Hope this helps, I know its crude, but its self governing in the fact that you don't have to change the list of teams every time. I'm sure once you get the basic algorithm down, you can perfect it from there.

 

[powerman]

Most teams have a bye week so be sure to account for that too. I would just make a nested loop with a two dimensional array to hold the team schedules.

So first schedule the divisional games. Rand and Rnd for VB and C are used for random numbers.

Then use a nested loop to check if every team is scheduled.
{code}

for i = min to max
'pre -determine all bye weeks -some random method
for w = minw to maxw
if sched{w,i} = 0 and byeweek = false then
'create random selection
end if
next w
next i

[/code]

It doesn't seem like it would be too bad. You could also replace the center for loop with a while.loop. Set a variable x = the number of weeks and decrement it as each team is scheduled. Set he condition of the while loop to exit when there is one week left.

x = 13
'loop to determine x games remaining before here (13 to start with)

while x > 1
   week = 'random
   if sched[i, x] = 0 then
      opp = 'random 
      'schedule game for both teams
      x = x - 1
  end if
loop
  
[/code}

This may be confusing since I'm tired but ask if you don't get it. I don't think you'll have to worry about optomizing your code too much since its not like there are thousands of teams. So go for the algorithm that is easiest, unless you prefer to optomize it. There shouldn't be uch of a difference unless you are using thousands of teams, games, years, etc. For a single year and 30 teams or so it should be done in no time.

 

[lomn75]

Perhaps I've misinterpreted your algo, but for a simpler example, here's the problem (as I see it) with a pure random approach.

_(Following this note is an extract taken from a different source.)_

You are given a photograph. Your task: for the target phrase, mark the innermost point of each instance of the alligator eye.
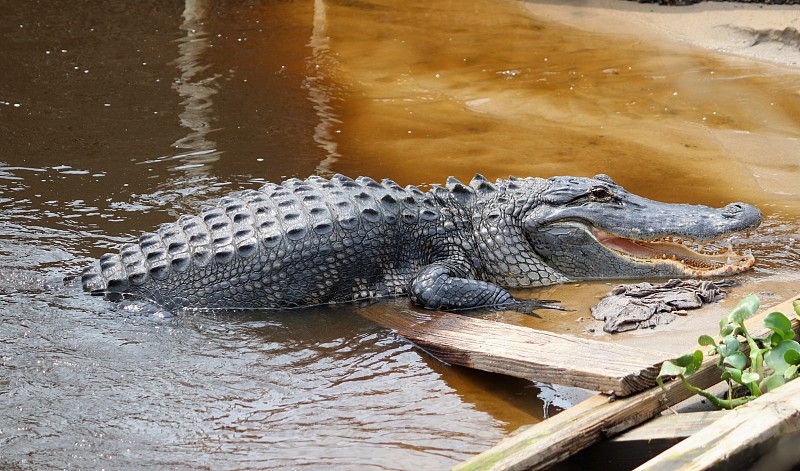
(599, 193)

This time I'll do teams 1-3 in Div A, 4-6 in Div B, same pattern for 7 games
Team 1, for instance, has a schedule in some order of 2,2,3,3,4,5,6
I've generated this order via die rolls.

Team 1 generates an order of 6,3,5,2,4,2,3

this backfills so that division A now looks like

1: 6 3 5 2 4 2 3
2: - - - 1 - 1 -
3: - 1 - - - - 1

so far, so good.
Team 2 generates via die rolls 5,4,3,1,6,1,3. That last "3" is by default (as no other teams remain viable), but the problem already emerges that team 3 now has a conflict at game 7.

1: 6 3 5 2 4 2 3
2: 5 4 3 1 6 1 3
3: - 1 2 - - - X

I figure this is really some sort of combinatorics / pigeonhole problem, but I can't get my head around it to save my life. Maybe some sort of availability array per game would be effective.

 

[theDot]

For the team conflict problem, couldn't you just check up the other team's schedules? Very easy to do if you took powerman's suggestion and made the schedules in a 2d array.

 

[ameoba]

At least now you can see why it currently requires this to be calculated by hand. All I can really say about a solution is that :

"A proposed solution to the problem can trivially be verified in polynomial time..."



TheDot : not really. This makes it easy to get each week consistant but does little to prevent you from making choices that would result in an unsolvable system (painting yourself into the metaphorical corner). You're either going to have to implement backtracking or find a way off solving the whole problem at once.

I'm thinking the best sol'n would be to randomly generate 1 week (maybe 2) and then find a way to mechanically derrive the rest of the schedule from there. Prolog seems like a first choice, but I'm sure you could come up with an equivalent recursive method of solving it. Find a direct solution would be tricky, to say the least.

 

[Cardboard Hammer]

For there to be no bye weeks, there must be at least 1 interdivision game each week and the the number of interdivision games per week must be odd.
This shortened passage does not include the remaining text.